Die Erblichkeit der Schizophrenie galt lange Zeit als unumstritten. Erblichkeitshinweise stammen beispielsweise aus dem Bereich der Adoptionsstudien und der Zwillingsforschung. Danach folgte eine Phase, in der die Meinungen bezüglich der Anlage-Umwelt-Determinanz dieser Psychose in zwei streitende Pole gespalten waren. Dies wurde nicht zuletzt durch divergente Forschungsergebnisse hervorgerufen. Kommen wir zunächst zu der Adoptions- und Zwillingsforschung. In einer frühen Studie zu Erblichkeit der Schizophrenie fand Heston (1966) bei 47 adoptierten Kindern schizophrener Mütter einen Schizophrenieanteil von 16,6%, aber auch andere mentale Defekte (Rosenthal et al., 1971; Lowing et al., 1983; Mirsky et al., 1985; Tierani et al., 1987). Zwillingsstudien zeigten eine signifikant höhere Konkordanzrate monozygoter als dizygoter Zwillinge; die Konkordanz wurde auf 36 - 58% geschätzt (Kendler & Robinette, 1983). Keine Studie konnte eine absolute Konkordanz monozygoter Zwillinge nachweisen (Gottesman & Shields, 1982). Vergleicht man jedoch die Schizophreniehäufigkeit unter den Nachkommen monozygoter diskordanter Zwillinge (d.h. ein Zwilling schizophren, der andere gesund oder z.

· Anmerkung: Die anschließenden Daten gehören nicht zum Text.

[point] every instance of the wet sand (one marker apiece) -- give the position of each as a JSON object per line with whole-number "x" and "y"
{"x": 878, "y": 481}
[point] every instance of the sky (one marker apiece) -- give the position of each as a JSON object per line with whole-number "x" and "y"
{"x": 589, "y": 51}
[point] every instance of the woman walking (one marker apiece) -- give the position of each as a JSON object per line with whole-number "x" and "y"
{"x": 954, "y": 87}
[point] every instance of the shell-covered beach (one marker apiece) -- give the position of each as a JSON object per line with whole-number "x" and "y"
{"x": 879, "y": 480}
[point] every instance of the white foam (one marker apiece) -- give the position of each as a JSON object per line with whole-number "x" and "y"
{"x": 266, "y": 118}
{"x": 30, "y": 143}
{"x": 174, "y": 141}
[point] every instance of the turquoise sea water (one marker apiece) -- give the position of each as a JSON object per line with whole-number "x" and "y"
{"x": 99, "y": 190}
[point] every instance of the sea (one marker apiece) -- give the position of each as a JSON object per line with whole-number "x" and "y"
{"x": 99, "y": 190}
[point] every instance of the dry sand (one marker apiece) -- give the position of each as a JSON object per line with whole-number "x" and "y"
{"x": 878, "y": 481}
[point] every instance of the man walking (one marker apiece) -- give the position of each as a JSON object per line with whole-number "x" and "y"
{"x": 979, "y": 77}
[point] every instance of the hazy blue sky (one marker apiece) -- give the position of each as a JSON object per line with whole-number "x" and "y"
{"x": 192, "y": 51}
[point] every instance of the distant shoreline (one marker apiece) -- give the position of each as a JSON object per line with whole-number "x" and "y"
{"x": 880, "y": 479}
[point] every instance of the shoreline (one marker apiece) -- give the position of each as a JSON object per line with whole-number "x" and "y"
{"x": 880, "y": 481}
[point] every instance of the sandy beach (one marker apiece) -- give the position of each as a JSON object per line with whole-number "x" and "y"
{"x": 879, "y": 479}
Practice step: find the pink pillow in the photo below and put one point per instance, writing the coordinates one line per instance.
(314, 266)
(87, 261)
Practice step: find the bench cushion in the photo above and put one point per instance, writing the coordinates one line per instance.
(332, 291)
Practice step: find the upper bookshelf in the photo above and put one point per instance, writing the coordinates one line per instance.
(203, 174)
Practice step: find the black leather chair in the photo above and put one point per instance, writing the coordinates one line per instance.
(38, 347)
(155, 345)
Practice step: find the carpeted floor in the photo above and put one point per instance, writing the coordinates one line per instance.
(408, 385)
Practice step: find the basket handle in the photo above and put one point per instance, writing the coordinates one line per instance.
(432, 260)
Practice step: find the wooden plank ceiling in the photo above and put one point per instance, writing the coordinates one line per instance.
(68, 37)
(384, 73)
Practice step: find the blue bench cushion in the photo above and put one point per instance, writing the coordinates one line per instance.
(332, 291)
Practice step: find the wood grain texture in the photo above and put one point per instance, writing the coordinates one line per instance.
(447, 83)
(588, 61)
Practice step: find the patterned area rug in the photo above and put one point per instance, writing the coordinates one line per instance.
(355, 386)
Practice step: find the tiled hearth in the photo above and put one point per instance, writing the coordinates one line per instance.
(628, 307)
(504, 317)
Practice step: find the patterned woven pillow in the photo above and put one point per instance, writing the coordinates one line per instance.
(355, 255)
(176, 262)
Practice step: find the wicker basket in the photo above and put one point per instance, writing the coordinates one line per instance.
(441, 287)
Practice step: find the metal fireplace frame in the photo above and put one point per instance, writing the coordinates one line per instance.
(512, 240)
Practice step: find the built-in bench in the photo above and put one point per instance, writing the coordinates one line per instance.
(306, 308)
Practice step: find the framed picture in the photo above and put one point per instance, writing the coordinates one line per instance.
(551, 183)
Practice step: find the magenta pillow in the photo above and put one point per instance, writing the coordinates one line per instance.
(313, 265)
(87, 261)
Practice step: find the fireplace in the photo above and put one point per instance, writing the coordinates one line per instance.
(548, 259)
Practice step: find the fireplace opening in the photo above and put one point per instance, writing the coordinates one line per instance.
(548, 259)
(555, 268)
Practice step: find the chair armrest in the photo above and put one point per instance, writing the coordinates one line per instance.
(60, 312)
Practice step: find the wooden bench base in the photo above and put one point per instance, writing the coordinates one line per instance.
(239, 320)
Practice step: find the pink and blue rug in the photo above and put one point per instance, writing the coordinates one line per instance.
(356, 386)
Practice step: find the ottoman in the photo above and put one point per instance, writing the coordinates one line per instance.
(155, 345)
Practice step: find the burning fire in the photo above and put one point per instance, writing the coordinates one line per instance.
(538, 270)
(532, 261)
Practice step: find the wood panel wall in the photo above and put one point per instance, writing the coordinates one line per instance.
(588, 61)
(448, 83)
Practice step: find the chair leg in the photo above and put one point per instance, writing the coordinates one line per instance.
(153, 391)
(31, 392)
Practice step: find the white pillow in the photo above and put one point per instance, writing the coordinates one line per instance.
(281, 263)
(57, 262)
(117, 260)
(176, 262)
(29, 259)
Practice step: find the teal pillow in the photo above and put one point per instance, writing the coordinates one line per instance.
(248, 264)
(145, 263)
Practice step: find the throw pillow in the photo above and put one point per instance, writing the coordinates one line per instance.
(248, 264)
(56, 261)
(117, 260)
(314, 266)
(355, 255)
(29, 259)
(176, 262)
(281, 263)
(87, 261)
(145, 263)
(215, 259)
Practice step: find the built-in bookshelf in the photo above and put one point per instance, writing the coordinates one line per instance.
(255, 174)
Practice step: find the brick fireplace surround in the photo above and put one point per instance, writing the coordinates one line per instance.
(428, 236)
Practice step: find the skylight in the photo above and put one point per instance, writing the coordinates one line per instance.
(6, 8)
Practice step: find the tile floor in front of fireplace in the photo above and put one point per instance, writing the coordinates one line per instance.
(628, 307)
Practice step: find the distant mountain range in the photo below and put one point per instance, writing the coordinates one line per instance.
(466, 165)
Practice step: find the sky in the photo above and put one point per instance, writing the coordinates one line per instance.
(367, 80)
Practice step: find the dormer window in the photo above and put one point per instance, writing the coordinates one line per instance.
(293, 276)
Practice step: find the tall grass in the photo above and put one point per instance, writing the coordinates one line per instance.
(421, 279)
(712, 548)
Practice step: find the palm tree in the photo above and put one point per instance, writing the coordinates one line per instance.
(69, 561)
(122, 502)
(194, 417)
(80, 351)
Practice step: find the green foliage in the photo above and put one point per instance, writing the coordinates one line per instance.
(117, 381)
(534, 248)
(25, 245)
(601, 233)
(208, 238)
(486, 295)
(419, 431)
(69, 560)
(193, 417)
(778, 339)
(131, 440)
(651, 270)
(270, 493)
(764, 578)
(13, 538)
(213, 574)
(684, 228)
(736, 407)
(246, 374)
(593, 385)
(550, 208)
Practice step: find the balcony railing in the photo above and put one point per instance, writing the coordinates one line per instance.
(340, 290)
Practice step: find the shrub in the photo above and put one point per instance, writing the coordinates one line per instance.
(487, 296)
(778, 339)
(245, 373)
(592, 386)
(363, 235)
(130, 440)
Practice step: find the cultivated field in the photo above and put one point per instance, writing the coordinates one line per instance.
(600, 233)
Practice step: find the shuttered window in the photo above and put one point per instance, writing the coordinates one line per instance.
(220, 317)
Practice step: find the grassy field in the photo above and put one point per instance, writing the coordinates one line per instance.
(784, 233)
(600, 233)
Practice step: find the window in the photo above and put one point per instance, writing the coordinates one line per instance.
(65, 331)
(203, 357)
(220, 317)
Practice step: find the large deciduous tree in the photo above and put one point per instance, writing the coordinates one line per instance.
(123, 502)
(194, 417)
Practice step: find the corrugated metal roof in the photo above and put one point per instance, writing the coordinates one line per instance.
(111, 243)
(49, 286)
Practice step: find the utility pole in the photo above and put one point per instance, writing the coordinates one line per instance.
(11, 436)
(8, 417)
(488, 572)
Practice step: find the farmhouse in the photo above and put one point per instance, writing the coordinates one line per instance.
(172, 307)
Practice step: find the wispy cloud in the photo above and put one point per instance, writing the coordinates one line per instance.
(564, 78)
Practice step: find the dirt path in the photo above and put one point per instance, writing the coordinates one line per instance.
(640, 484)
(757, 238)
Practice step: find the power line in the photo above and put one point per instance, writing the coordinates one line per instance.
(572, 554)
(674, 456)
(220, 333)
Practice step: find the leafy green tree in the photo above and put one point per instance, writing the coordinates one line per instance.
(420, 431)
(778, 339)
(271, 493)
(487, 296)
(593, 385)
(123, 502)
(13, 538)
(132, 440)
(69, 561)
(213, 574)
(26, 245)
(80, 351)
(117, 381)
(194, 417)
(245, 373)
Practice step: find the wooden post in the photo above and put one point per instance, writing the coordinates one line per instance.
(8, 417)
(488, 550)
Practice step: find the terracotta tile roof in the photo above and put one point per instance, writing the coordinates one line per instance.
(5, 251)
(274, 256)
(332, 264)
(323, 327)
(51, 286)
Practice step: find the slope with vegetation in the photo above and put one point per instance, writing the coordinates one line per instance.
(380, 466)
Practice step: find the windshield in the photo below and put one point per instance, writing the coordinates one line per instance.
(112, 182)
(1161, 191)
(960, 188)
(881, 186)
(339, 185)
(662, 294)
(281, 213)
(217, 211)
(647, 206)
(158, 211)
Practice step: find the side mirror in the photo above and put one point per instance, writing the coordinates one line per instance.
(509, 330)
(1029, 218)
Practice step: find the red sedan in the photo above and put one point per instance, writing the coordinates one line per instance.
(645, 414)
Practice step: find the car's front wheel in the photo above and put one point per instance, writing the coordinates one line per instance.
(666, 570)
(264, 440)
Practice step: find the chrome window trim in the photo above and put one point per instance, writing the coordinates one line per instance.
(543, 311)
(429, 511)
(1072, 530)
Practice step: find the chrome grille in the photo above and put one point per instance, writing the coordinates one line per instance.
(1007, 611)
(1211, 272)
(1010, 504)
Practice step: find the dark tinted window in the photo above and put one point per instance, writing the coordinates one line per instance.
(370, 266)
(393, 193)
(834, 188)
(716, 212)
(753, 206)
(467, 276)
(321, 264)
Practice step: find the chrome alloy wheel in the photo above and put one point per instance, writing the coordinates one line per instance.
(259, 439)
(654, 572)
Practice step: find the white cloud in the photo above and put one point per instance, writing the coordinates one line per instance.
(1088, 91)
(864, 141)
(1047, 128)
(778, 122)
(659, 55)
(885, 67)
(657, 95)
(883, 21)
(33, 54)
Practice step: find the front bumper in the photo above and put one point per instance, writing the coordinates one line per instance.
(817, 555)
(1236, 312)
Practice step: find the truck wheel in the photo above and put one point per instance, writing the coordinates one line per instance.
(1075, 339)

B. bipolar gestört), so erreicht die Auftretenswahrscheinlichkeit innerhalb der neu gebildeten Familien mit 9,4% vs. 12,3% keine Unterschiedssignifikanz (Fisher, 1971). Die verbleibenden Diskrepanzen gaben der Wissenschaft Anlaß, nach weiteren Ursachen zu suchen. Ein Mangel an Konkordanz wurde insbesondere in Fällen, in denen MZ-Zwillinge voneinander abweichende Gehirnstrukturen aufwiesen, als Hinweis auf pränatal schädigende Einflüsse gewertet. Hervorgehoben wurden unter anderem virale Einflüsse vor allem in Anbetracht der unterschiedlichen Schizophreniefrequenz in den verschiedenen Ländern und Kulturen (Torrey, 1988; Stevens und Hallick, 1992). Im Rahmen dieses Ansatzes fanden der Zytomegalievirus, HSV-1 und Influenzavirus A besondere Beachtung.
Laura Stenger
Dipl.-Psych.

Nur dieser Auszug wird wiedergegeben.